Estas memorias llegan precedidas y envueltas en una aureola de confesionalidad descarnada, honesta, estremecedora (dice la cintilla publicitaria). ¿Lo son? Honestas, absolutamente. Estremecedoras, también: las implicaciones sociológicas tanto del relato externo (un país conservador) como interno (un chico de clase media interioriza miedos y prejuicios cuya peor característica es la falta de imaginación; los combate sin lograr nunca una victoria definitiva) logran perturbar al lector. Y descarnadas, sin duda. Si hay prosas colosales que se construyen en torno a la voluntad de eludir un secreto íntimo, y pienso en el ejemplo de Kierkegaard, que paradójicamente es citado aquí. El caso de El amor del revés es el contrario, como es preceptivo en la literatura de los últimos años: hacer emerger todo secreto. Sin embargo, la peripecia vital de este narrador no resulta particularmente sórdida ni extrema. La sordidez, y con ella el dolor, surgen de comprobar las dificultades que un rostro cotidiano de la normalidad como es la homosexualidad ha tenido que afrontar para ser reconocida como tal.

domingo, 7 de julio de 2019

UNA HABITACIÓN AJENA de Alicia Giménez Barlett



Una habitación ajena (Belacqua, 1997) es el título de la novela en que Alicia Giménez Barlett noveló la conflictiva relación de Virginia Woolf con su criada, Nelly Boxall, que estuvo a su servicio casi veinte años. Sirviéndose de los diarios de la escritora, Giménez Barlett introduce la perspectiva de clase para hurgar en el alcance tan distinto que para criada y señora tenía el concepto de “habitación propia”.
No olvidemos a qué aparecía ligada la reclamación de Virginia Woolf: “Una mujer debe tener dinero y una habitación propia para poder escribir novelas”, escribe al comienzo de su célebre ensayo.
Dinero. Qué pocas veces se recuerda esta condición, que Woolf pone por delante de la de una habitación propia.
Por otro lado, Woolf no tenía hijos. Tampoco los tuvo Kafka, quien padecía la vida familiar de forma muy distinta a la de Mann.

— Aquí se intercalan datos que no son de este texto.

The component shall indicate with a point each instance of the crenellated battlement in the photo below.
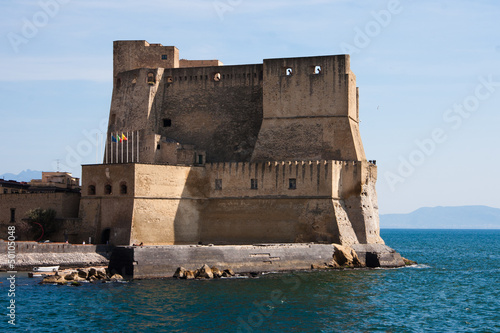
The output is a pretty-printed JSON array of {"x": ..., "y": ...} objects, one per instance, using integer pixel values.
[{"x": 288, "y": 178}]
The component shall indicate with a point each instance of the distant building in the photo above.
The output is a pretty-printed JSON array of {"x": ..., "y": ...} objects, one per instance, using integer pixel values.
[{"x": 56, "y": 190}]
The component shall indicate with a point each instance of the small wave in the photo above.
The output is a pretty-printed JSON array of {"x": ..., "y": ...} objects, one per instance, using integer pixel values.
[{"x": 419, "y": 266}]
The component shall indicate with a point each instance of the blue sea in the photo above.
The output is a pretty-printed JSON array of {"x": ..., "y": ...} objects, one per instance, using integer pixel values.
[{"x": 454, "y": 288}]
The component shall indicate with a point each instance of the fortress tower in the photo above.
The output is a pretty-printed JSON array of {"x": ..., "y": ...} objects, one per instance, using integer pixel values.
[{"x": 261, "y": 153}]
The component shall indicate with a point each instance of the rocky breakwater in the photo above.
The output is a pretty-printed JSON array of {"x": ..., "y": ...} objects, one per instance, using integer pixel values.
[
  {"x": 204, "y": 272},
  {"x": 76, "y": 276}
]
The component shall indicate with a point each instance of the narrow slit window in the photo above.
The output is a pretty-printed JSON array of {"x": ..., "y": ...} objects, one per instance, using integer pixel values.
[
  {"x": 151, "y": 78},
  {"x": 108, "y": 189},
  {"x": 12, "y": 215}
]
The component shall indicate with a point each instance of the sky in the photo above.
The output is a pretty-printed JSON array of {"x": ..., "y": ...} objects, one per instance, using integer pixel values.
[{"x": 428, "y": 74}]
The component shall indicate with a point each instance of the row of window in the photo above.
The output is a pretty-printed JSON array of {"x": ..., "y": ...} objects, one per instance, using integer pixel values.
[
  {"x": 108, "y": 189},
  {"x": 288, "y": 71},
  {"x": 254, "y": 184}
]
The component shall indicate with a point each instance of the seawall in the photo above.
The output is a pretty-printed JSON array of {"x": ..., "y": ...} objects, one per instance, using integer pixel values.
[
  {"x": 141, "y": 262},
  {"x": 33, "y": 254}
]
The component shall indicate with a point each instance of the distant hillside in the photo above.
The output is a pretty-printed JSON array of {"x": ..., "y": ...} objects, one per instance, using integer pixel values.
[
  {"x": 462, "y": 217},
  {"x": 23, "y": 176}
]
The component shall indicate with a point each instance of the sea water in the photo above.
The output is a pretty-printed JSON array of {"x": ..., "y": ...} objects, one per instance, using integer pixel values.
[{"x": 454, "y": 288}]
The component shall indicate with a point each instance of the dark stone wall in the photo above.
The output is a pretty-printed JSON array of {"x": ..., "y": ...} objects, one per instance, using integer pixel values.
[{"x": 221, "y": 115}]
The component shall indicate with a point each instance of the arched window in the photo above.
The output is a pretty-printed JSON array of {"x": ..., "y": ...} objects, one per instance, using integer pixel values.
[
  {"x": 108, "y": 189},
  {"x": 123, "y": 188},
  {"x": 151, "y": 78}
]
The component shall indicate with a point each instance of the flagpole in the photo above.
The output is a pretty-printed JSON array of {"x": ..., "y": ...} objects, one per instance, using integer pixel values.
[
  {"x": 100, "y": 145},
  {"x": 117, "y": 149},
  {"x": 106, "y": 150},
  {"x": 111, "y": 149}
]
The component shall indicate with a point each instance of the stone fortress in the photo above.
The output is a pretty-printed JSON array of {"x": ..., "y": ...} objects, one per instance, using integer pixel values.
[{"x": 246, "y": 154}]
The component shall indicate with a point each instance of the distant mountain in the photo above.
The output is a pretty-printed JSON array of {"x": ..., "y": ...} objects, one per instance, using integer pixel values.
[
  {"x": 23, "y": 176},
  {"x": 462, "y": 217}
]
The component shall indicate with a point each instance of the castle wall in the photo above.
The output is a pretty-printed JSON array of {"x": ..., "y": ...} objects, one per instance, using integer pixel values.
[
  {"x": 109, "y": 208},
  {"x": 310, "y": 110},
  {"x": 64, "y": 203},
  {"x": 220, "y": 117},
  {"x": 310, "y": 201},
  {"x": 134, "y": 54}
]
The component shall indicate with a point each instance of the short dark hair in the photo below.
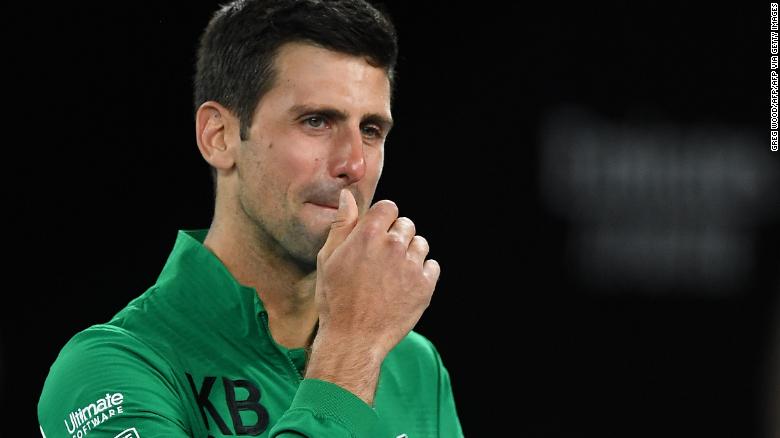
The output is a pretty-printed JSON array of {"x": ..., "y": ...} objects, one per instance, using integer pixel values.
[{"x": 237, "y": 50}]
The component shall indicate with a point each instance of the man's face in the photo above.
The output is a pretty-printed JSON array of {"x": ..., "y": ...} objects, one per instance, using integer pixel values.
[{"x": 320, "y": 128}]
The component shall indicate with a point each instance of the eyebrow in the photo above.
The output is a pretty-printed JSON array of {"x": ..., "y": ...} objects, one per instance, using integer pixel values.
[{"x": 336, "y": 114}]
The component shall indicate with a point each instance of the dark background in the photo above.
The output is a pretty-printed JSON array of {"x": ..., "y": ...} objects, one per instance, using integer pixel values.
[{"x": 104, "y": 170}]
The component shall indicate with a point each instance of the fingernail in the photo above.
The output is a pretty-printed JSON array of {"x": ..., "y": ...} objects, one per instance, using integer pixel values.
[{"x": 343, "y": 199}]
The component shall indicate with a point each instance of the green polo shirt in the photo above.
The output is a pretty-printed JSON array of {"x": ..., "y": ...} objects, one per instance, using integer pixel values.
[{"x": 193, "y": 356}]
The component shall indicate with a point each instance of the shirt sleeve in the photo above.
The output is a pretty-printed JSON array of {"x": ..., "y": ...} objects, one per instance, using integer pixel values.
[
  {"x": 322, "y": 409},
  {"x": 106, "y": 383}
]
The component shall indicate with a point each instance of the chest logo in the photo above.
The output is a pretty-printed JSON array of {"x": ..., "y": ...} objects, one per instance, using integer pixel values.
[{"x": 234, "y": 406}]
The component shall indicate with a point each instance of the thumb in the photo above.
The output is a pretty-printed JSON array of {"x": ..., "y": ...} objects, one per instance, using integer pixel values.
[{"x": 346, "y": 218}]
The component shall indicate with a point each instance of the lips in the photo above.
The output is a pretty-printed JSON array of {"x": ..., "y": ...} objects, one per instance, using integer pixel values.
[
  {"x": 326, "y": 202},
  {"x": 335, "y": 207}
]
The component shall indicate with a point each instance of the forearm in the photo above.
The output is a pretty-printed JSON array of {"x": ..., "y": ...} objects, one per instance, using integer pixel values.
[{"x": 353, "y": 366}]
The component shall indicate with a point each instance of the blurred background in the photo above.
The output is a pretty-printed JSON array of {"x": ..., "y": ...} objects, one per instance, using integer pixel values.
[{"x": 595, "y": 180}]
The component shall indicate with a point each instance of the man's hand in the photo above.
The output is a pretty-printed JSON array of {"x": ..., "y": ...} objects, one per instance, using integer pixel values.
[{"x": 373, "y": 284}]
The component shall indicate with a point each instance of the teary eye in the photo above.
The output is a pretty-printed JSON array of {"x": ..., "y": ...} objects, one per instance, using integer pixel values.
[{"x": 315, "y": 121}]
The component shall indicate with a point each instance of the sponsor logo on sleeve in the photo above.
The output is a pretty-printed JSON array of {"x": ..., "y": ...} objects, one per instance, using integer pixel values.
[
  {"x": 129, "y": 433},
  {"x": 81, "y": 421}
]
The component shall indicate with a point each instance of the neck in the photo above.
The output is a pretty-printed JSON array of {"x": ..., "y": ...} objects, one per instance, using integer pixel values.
[{"x": 286, "y": 288}]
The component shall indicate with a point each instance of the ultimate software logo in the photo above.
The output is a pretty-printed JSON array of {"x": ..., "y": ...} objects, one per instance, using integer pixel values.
[{"x": 92, "y": 415}]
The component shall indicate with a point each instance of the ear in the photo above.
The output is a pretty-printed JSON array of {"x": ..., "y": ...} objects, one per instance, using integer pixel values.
[{"x": 217, "y": 131}]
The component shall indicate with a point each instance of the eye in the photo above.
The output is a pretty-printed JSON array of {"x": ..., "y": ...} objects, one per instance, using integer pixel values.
[
  {"x": 315, "y": 121},
  {"x": 371, "y": 131}
]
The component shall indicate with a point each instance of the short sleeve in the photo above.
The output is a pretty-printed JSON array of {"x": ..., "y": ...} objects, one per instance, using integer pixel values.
[{"x": 107, "y": 383}]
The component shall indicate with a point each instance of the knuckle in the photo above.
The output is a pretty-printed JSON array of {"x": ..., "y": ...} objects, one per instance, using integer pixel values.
[
  {"x": 405, "y": 223},
  {"x": 422, "y": 243},
  {"x": 386, "y": 207},
  {"x": 396, "y": 241}
]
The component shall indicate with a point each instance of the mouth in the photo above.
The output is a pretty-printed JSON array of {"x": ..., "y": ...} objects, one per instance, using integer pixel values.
[{"x": 323, "y": 204}]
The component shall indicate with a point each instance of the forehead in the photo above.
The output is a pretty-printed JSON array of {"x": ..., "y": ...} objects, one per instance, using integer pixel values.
[{"x": 309, "y": 74}]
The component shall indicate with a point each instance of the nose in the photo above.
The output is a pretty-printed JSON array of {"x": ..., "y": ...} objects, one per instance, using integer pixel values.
[{"x": 348, "y": 160}]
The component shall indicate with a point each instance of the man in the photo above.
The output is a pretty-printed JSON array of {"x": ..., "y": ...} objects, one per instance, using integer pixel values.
[{"x": 292, "y": 315}]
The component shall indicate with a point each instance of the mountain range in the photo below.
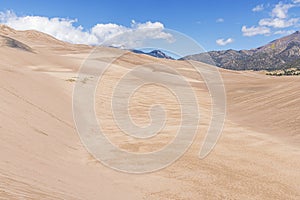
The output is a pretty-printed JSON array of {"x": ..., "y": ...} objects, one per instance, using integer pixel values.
[
  {"x": 282, "y": 53},
  {"x": 154, "y": 53}
]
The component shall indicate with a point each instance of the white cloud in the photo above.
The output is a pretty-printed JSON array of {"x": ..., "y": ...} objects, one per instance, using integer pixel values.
[
  {"x": 278, "y": 23},
  {"x": 284, "y": 32},
  {"x": 107, "y": 34},
  {"x": 253, "y": 30},
  {"x": 258, "y": 8},
  {"x": 220, "y": 20},
  {"x": 223, "y": 42},
  {"x": 281, "y": 10}
]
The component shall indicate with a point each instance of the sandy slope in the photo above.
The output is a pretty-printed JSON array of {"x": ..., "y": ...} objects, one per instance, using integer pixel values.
[{"x": 257, "y": 156}]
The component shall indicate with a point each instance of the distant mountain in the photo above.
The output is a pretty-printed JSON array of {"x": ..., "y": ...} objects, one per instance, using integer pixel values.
[
  {"x": 278, "y": 54},
  {"x": 154, "y": 53}
]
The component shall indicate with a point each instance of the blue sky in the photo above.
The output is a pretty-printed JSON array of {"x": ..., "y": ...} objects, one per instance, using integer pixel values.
[{"x": 214, "y": 24}]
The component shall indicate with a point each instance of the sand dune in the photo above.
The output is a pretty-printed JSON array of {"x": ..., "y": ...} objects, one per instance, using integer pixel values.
[{"x": 42, "y": 157}]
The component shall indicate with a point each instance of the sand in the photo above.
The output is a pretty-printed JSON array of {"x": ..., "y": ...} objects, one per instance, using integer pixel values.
[{"x": 42, "y": 156}]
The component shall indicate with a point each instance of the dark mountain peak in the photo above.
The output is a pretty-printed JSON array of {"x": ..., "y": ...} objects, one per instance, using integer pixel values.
[
  {"x": 278, "y": 54},
  {"x": 155, "y": 53}
]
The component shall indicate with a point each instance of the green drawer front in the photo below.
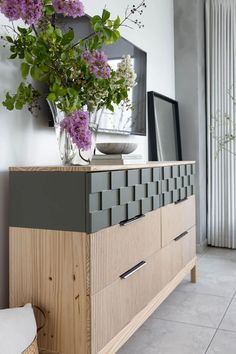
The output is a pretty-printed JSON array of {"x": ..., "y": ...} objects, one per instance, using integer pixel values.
[{"x": 116, "y": 196}]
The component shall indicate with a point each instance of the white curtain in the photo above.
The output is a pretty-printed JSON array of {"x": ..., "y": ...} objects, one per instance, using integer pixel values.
[{"x": 221, "y": 83}]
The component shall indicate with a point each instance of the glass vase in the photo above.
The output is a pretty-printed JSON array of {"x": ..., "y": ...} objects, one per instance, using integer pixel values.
[{"x": 69, "y": 152}]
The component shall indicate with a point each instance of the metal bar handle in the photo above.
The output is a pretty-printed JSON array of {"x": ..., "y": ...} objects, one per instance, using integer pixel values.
[
  {"x": 133, "y": 270},
  {"x": 181, "y": 236},
  {"x": 130, "y": 221},
  {"x": 181, "y": 200}
]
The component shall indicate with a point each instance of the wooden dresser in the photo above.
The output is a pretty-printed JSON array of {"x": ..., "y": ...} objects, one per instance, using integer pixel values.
[{"x": 99, "y": 248}]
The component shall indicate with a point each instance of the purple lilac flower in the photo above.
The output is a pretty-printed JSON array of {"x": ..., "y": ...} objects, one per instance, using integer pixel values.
[
  {"x": 77, "y": 126},
  {"x": 73, "y": 8},
  {"x": 98, "y": 64},
  {"x": 30, "y": 11},
  {"x": 11, "y": 9}
]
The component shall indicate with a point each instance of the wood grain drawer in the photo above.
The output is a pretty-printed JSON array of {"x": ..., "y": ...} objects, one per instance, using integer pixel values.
[
  {"x": 115, "y": 306},
  {"x": 118, "y": 248},
  {"x": 176, "y": 255},
  {"x": 177, "y": 218}
]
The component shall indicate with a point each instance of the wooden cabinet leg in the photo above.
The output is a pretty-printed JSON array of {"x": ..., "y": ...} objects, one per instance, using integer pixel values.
[{"x": 194, "y": 274}]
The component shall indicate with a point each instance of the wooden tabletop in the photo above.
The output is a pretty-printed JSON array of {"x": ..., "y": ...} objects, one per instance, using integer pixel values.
[{"x": 96, "y": 168}]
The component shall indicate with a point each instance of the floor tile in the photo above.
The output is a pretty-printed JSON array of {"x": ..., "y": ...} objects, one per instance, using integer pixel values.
[
  {"x": 217, "y": 266},
  {"x": 211, "y": 284},
  {"x": 199, "y": 309},
  {"x": 165, "y": 337},
  {"x": 223, "y": 343},
  {"x": 229, "y": 321},
  {"x": 225, "y": 253}
]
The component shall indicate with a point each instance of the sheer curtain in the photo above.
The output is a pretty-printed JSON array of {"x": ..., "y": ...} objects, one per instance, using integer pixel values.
[{"x": 221, "y": 83}]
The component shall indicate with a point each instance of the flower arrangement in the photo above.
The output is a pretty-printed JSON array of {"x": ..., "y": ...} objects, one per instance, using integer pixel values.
[{"x": 79, "y": 77}]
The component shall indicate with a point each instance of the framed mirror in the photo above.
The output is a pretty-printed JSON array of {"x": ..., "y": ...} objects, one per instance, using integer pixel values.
[{"x": 163, "y": 126}]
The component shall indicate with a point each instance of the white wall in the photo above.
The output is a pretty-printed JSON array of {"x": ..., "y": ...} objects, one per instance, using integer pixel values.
[{"x": 25, "y": 140}]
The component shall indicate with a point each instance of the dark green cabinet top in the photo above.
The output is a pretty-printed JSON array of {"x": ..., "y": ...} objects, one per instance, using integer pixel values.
[{"x": 87, "y": 201}]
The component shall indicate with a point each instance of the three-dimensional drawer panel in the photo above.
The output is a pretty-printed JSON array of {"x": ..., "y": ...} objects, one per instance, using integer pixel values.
[
  {"x": 91, "y": 201},
  {"x": 114, "y": 307},
  {"x": 177, "y": 218},
  {"x": 177, "y": 254},
  {"x": 115, "y": 196},
  {"x": 117, "y": 248}
]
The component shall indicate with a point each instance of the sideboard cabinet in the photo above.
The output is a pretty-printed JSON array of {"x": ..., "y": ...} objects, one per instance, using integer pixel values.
[{"x": 99, "y": 248}]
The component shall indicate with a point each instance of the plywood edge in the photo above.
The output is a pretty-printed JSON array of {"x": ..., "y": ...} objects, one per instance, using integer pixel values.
[
  {"x": 121, "y": 338},
  {"x": 96, "y": 168}
]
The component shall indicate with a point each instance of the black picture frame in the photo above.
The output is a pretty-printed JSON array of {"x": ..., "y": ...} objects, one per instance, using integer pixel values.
[{"x": 164, "y": 143}]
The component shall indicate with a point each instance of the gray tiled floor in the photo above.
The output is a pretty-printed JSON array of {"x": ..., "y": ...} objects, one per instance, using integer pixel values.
[{"x": 196, "y": 318}]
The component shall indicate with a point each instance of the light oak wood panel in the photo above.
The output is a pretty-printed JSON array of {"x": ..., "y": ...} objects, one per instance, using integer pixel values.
[
  {"x": 115, "y": 306},
  {"x": 116, "y": 249},
  {"x": 49, "y": 269},
  {"x": 93, "y": 168},
  {"x": 176, "y": 219},
  {"x": 116, "y": 343},
  {"x": 176, "y": 255}
]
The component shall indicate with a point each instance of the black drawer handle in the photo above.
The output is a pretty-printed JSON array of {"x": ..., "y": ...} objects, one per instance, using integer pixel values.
[
  {"x": 181, "y": 236},
  {"x": 181, "y": 200},
  {"x": 133, "y": 270},
  {"x": 130, "y": 221}
]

De 1911 es su apunte titulado “Barullo”, en el que escribe: “Estoy sentado en mi habitación, en el cuartel general del ruido de toda la casa. Oigo golpear todas las puertas, cuyo estrépito sólo me ahorra los pasos de quienes se mueven entre ellas, oigo incluso el golpe seco de la puerta del horno de la cocina. Mi padre irrumpe por las puertas de mi habitación y pasa envuelto en una bata que lo sigue a rastras; en la estufa de la habitación contigua alguien rasca las cenizas […] Alguien abre el cerrojo de la puerta principal, que hace un ruido como de garganta acatarrada y luego se abre como un canto de voz femenina y se cierra por último con un tirón sordo y viril, que es lo más despiadado de todo. Mi padre se ha marchado, ahora empieza un ruido más tierno, más disperso, más carente de esperanza dirigido por las voces de los dos canarios. Ya me había preguntado antes, y el canto de los canarios vuelve a recordármelo, si no debería dejar la puerta levemente entreabierta, arrastrarme como una serpiente hasta la habitación contigua y, una vez allí, pedir desde el suelo a mis hermanas y a su criada que se callen”.